Given that 80% of the risk, cost, and sustainability of a typical hardware product are fixed at the design stage, anticipating supply chain issues is essential in today’s environment of catastrophic weather events, political strikes, escalating geopolitical tensions, and other hazards.

You may create buffers to assist absorb system shocks from both sudden occurrences and gradual ones by including resilience into your design by using new intelligence to evaluate risk and then finding alternate suppliers and parts up front.

Extend your sphere of influence. Professionals in supply chains and other areas engaged in the launch of new products have a lot of opportunities to increase their sphere of influence both inside and outside of their companies.

Internally, that entails advancing the discussion on how your business assesses and continuously gauges the health of upcoming products by looking at factors like supplier and financial health, regulatory compliance, trade considerations, and adaptability to new markets and regions. Teams from engineering, finance, procurement, and supply chain should participate in these discussions; they should all have access to the same internal and current external market data.

Working together with important suppliers can also help you increase resilience and reduce risk. This may entail figuring out where the supplier is constructing new plants and coordinating on a China+1 strategy, using the market knowledge that suppliers possess to gain a more comprehensive grasp of the market, or establishing direct, long-term contracts with suppliers, as several significant automakers have done.

Take fresh approaches to interacting with your suppliers. Collaborating with your primary suppliers offers a plethora of extra opportunities for creativity.

Asking whether there are components that are comparable to the ones you’re seeking to purchase but have a lower risk score might help you better mitigate your risk. These insights can assist you in determining which components are low risk from the standpoint of supply continuity and are not subject to possible market competition for high volume end markets like consumer electronics or artificial intelligence data centers. As a result, these components may be expensive or challenging to compete for in the future.

Distributors and suppliers with extensive knowledge of international markets can exchange such knowledge and perhaps assist you in reducing supply chain risk. However, these discussions only take place when you have strategic alignment outlining your aims and objectives and seeing chances for further value generation, moving beyond transactional connections.

It has been advantageous to reach the pinnacle of supply chain and associated risk awareness. But only if businesses take the appropriate next actions will awareness result in greater resilience.
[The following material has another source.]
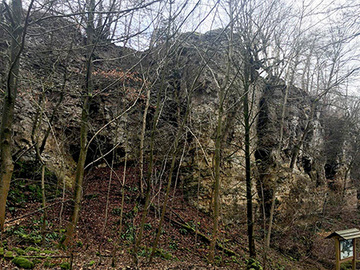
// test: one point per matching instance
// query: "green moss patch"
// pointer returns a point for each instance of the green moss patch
(23, 262)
After the epidemic, leaders from a variety of businesses are now taking a breather. Businesses still haven’t thoroughly considered the underlying reasons and how to make sure we never find ourselves in the same predicament we were in at the beginning of the epidemic, despite the enormous lessons learnt at that period.

The time has come to move beyond risk monitoring and take a closer look at how to operationalize decision-making across departments, simulate and quantify the possibility to avoid risk, and increase business resilience by lowering the supply chain risk that your firm and its products face.